Scientific classification
- Kingdom: Animalia
- Phylum: Chordata
- Class: Actinopterygii
- Order: Characiformes
- Family: Hepsetidae
- Genus: Hepsetus
- Species: H. odoe
- Binomial name: Hepsetus odoe (Bloch, 1794)
- Synonyms: Salmo odoe Bloch, 1794 ; Hydrocyonoides odoe (Bloch, 1794) ; Sarcodaces odoe (Bloch, 1794) ; Xiphorhamphus odoe (Bloch, 1794) ; Xiphorynchus odoe (Bloch, 1794) ; Salmo fulvus Shaw, 1804 ; Hepsetus fulvus (Shaw, 1804) ; Hepsetus akawo Decru, Vreven & Snoeks, 2012 ;

= Hepsetus odoe =

- Authority: (Bloch, 1794)
- Conservation status: LC

Species of fish

Hepsetus odoe, the African pike characin, is a predatory freshwater characin belonging to the family Hepsetidae. It was formerly considered that there was a single species of Hepsetus pike characin but recent studies have led to the species being split and Hepsetus odoe sensu stricto is the west African representative of the group.

==Taxonomy==
Hepsetus odoe was first formally described as Salmo odoe in 1794 by the German naturalist Marcus Elieser Bloch with its type locality given as the "coast of Guinea", likely Togo or southeastern Ghana. This species is the type species of the genus Hepsetus and was formerly believed to the only species in the genus and widespread in sub-Saharan Africa, but studies in 2011–2013 have found that there are several species, and the true H. odoe is restricted to West and Central Africa from the Sassandra River, Ivory Coast, to the Kienké River, Cameroon (species elsewhere are now recognized as separate; H. cuvieri, H. kingsleyae, H. lineata and H. occidentalis). The genus Hepsetus is the only genus classified within the family Hepsetidae, within the superfamily Alestoidea of the suborder Characoidei in the order Characiformes, the characins.

==Etymology==
Hepsetus odoe has the genus name Hepsetus which was proposed by William Swainson in 1838, Swanson did not explain the etymology of this name but it is most lilely derived from the ancient Greek hepsētós, a small fish, such as the anchovy, which is boiled for human consumption. This name, however, used for piscivorous fish resembling pikes, this may be an allusion to the Greek poet Archippus, who wrote: "An hepsetus fell in with an anchovy / And quick devoured him," and/or to the convergent South American characid Oligosarcus hepsetus. The specific name odoe is the local name for this species in Guinea, which appears to refer to its many teeth.

==Description==
Hepsetus odoe is an elongated fish with a pike-like body, however this species is a characin and the pike resemblance is due to convergent evolution. This species can reach up to about 28 cm in length. The back is normally dark brown or green while the belly is silver. The head is normally light green or brown with distinct dark brown or black stripes radiating out from the eye. The colour and pattern of adult fish is relatively stable but juveniles are more variable.

==Distribution==
Hepsetus odoe is found in western sub-Saharan Africa, from the Sassandra River in the Côte d'Ivoire in the west to the Shari River in the Central African Republic in the east, and southwards up to the Kienke River in Cameroon.

==Biology==
Hepsetus odoe prefers quiet and deep water, and may only live about five years. Spawning normally begins in August and continues until January. Although in some locations there is an extended spawning season which lasts until May. The eggs are laid in a bubble nest, which they then guard until the young have attached themselves to the bottom of the nest, at which stage the adults abandon the nest and their young. The nest breaks up about four days afterwards and the juveniles disperse to live in well-vegetated marginal habitats.
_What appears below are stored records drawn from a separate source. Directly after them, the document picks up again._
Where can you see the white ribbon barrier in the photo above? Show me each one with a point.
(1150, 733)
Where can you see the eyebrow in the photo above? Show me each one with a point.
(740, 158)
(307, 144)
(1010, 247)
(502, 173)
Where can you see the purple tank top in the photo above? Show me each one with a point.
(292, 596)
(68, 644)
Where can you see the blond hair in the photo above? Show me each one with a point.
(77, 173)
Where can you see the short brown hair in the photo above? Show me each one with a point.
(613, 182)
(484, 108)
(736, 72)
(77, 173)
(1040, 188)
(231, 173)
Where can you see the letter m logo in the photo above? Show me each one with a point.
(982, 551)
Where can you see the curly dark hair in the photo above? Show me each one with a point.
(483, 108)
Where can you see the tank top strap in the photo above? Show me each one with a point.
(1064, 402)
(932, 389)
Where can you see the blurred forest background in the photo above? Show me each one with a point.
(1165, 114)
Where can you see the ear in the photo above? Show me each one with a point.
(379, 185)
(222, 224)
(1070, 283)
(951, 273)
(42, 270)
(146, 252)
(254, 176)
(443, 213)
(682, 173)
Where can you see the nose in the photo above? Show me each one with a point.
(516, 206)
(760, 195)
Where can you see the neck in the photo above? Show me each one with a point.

Hepsetus odoe is piscivorous and preys on a variety of smaller fish. It is mainly diurnal and is an ambush predator, waiting among dense submerged or emergent vegetation until prey comes within range and the fish can lunge at it. The diet of Hepsetus odoe consists predominantly of cichlids and mormyrids; although smaller individuals have been recorded eating mochokid catfishes more than cichlids or mormyrids. Hepsetus odoe prefers the upper courses of small rivers where the elongate tigerfish (Hydrocynus forskahlii) is absent or less abundant. It uses weeds and vegetation along with its coloring to avoid detection.

==Human use==
Hepsetus odoe is fished as game and for human consumption and for the aquarium trade.